Four decades after the original, the duo of Danny McBride and David Gordon Green come together to right some of those wrongs and restore Myers to his place atop the list of horror movie villains. They do this by erasing the events of nine other films off the franchise's slate and making their film a direct sequel to the original.
2018's Halloween reintroduces us to Myers (Nick Castle) who has been held captive at Smith's Grove Rehabilitation Centre, and his sister Laurie Strode (Jamie Lee Curtis) who has been preparing for his inevitable return. As the calendars turn to Halloween night, children are trick-or-treating, high-school teens are horny, Myers breaks free of his shackles, and Strode endeavours to take him down once and for all with a fortress and artillery of her own.
Taking a page out of Rob Zombie's 2006 reboot, Green and McBride add a layer of psychological intrigue to their film. The filmmakers attempt to dissect the mindsets of both the victim (Strode) and the victimiser (Myers), and the lasting effects the incidents from 1978 had on them as people. The film achieves this end by means of a couple of podcasters. Their questions are relatable, and their findings are captivating. But you didn't come here for an analysis on the origins and effects of evil - you'd have watched We Need To Talk About Kevin if that were your primary goal. You came here for this franchise's hallmarks - bloodshed, gore, topless ladies and a hyper-contrived mechanism conceived by the protagonists to keep the Bogeyman dormant until the inevitable sequel.

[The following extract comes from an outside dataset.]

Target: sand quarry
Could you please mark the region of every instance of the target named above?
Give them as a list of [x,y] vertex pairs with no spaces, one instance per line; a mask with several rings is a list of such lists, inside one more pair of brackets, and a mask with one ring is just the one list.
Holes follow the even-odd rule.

This film displays all four of its trademarks with varying amounts of screen time dedicated to them, and to varying degrees of success. The plethora of slasher films that have made their way to screens since the '70s has used the original Halloween as a template for storytelling. Films from the Elm Street, Friday The 13th, Texas Chainsaw Massacre, Wrong Turn, Child's Play, Scream and Saw franchises have all worked at making the kills more over-the-top, the characters more ludicrous and plotlines more throwaway. Halloween tries to individualize itself by keeping the gore to a minimum and giving its characters centre-stage.
However, once the film veers away from exploring the similarities and dichotomy shared by Myers and Strode, the supporting cast and their journeys are not compelling or fleshed out enough to hold your attention. The most blatant example of a lost opportunity comes in the form of Dr Sartain, a stand-in for Donald Pleasance's Dr Sam Loomis. The good doctor's compulsive need to relate to and embody the evil Myers represents has all the outlines of a three-dimensional character but the writers forget to fill said outline with an adequate amount of colour and shading. Haluk Bilginer's supremely hammy performance does the character no favours either.
While the character of Dr Sartain is consistent in tone and presentation, Strode's daughter Karen played by Judy Greer and granddaughter Allyson played by Andi Matichak experience wild shifts in character without a through line influencing their journeys. The actors themselves deserve a great deal of credit for keeping their characters from morphing into grating nincompoops, but anyone not named Jamie Lee Curtis has a snowball's chance in hell of coming out of this film with a memorable performance of any sort.
On a side note, Nick Castle reprising his role as Myers is a nice touch.
Likewise, John Carpenter, himself, shows that the old warhorses still have some gallop left in their hooves. Many have tried to recreate and recapture Carpenter's inimitable score for his 1978 film, but the master returns to the fray to show the littluns how it's done. Barring in one scene, Carpenter's score and the control it has on the film's tone is mesmeric. However, this is only technical call-back to the original that fires on all cylinders.
Almost every kill in this film references a murder from the original in one form or the other. With very little in terms of identity added to those kills, these scenes beg to be compared to their predecessor, and in turn show a lack in the finesse and the razor-sharp focus the original provided in spades.
While wrestling between stamping their authority by presenting a fresh take on the long-standing franchise and paying adequate homage to the four-decade-old classic, Green, McBride and their crew create a movie that is neither bad nor good nor so bad it's good. This is a middling yet worthy entry to a franchise that, much like its villain, refuses to die.